Despite the glut of pregnancy books, moms-to-be often can’t find answers to questions like, “Can I eat peanuts?” Geddes, a science journalist with two young kids, was one of them. So in this fascinating guide, she set about sharing little-known tidbits about everything from when fingerprints start developing (between the third and fourth month) to whether newborns sweat (full-term ones typically can from day one).

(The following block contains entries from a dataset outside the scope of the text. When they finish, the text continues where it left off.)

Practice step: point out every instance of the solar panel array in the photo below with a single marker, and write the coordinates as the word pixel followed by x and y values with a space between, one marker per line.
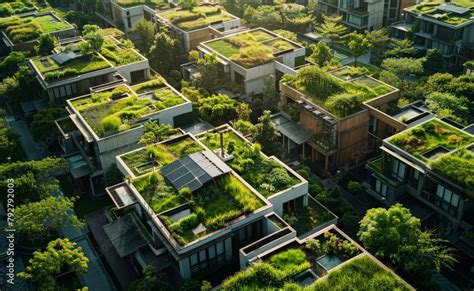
pixel 194 170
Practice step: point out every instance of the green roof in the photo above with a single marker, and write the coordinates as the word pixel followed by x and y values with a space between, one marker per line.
pixel 198 17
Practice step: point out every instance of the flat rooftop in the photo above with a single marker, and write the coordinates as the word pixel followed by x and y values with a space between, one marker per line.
pixel 261 173
pixel 327 89
pixel 71 62
pixel 27 28
pixel 251 48
pixel 198 17
pixel 121 108
pixel 444 148
pixel 455 12
pixel 189 215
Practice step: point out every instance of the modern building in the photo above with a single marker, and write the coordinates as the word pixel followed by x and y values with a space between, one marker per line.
pixel 69 73
pixel 318 126
pixel 203 23
pixel 109 121
pixel 276 55
pixel 20 32
pixel 196 205
pixel 448 27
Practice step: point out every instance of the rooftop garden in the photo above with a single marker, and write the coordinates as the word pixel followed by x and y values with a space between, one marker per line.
pixel 250 49
pixel 199 17
pixel 431 9
pixel 15 7
pixel 431 139
pixel 457 167
pixel 29 28
pixel 339 92
pixel 119 53
pixel 119 109
pixel 53 71
pixel 267 176
pixel 287 265
pixel 210 208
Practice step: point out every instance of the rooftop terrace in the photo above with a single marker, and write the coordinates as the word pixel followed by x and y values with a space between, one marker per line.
pixel 188 215
pixel 341 92
pixel 22 29
pixel 252 48
pixel 455 13
pixel 121 108
pixel 199 17
pixel 443 147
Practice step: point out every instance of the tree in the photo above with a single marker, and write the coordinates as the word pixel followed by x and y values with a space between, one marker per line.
pixel 36 220
pixel 207 71
pixel 333 29
pixel 46 43
pixel 145 32
pixel 401 48
pixel 378 40
pixel 448 105
pixel 403 67
pixel 358 45
pixel 265 132
pixel 43 125
pixel 188 4
pixel 322 54
pixel 162 54
pixel 154 132
pixel 60 256
pixel 243 111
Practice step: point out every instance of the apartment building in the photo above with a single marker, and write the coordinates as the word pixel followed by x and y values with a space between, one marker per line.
pixel 109 121
pixel 32 24
pixel 220 211
pixel 69 73
pixel 332 135
pixel 448 27
pixel 277 55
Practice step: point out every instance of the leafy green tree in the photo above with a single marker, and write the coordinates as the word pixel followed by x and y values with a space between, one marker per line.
pixel 154 132
pixel 10 63
pixel 333 29
pixel 162 54
pixel 322 54
pixel 207 71
pixel 358 45
pixel 43 125
pixel 33 179
pixel 378 40
pixel 188 4
pixel 36 220
pixel 401 48
pixel 145 32
pixel 265 132
pixel 60 256
pixel 46 43
pixel 448 105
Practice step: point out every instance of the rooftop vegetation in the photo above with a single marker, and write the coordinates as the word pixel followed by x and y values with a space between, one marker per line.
pixel 250 49
pixel 341 98
pixel 199 17
pixel 267 176
pixel 119 52
pixel 430 135
pixel 119 109
pixel 52 71
pixel 15 7
pixel 457 167
pixel 29 28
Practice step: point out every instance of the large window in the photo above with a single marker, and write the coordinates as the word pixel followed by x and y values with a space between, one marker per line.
pixel 447 200
pixel 207 257
pixel 398 170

She wisely devotes most of her chapters to topics not included in many other books, though she also tackles many common concerns, such as, “How much alcohol is safe to drink during pregnancy?” Not everything is black and white, including the answer to that one. Geddes is not a medical doctor, but she adds credibility to her book by citing many physicians and studies. One MD, for example, sensibly advises pregnant women to avoid falling-off and getting-hit activities such as horseback riding or skiing after the first trimester, when the bigger baby is no longer protected by pelvic bones. Geddes could write a specialty Trivial Pursuit game with these facts. --Karen Springen
About the Author
Linda Geddes is a London-based magazine journalist who writes about biology, medicine, and technology. She has worked as both a news editor and reporter for New Scientist magazine. She has received numerous awards for her journalism, including the Association of British Science Writers’ award for Best Investigative Journalism and the European School of Oncology’s Best Cancer Reporter. She was also shortlisted for the Paul Foot Award in 2011 and the Press and Periodicals Association’s Writer of the Year award in 2009, 2011 and 2012.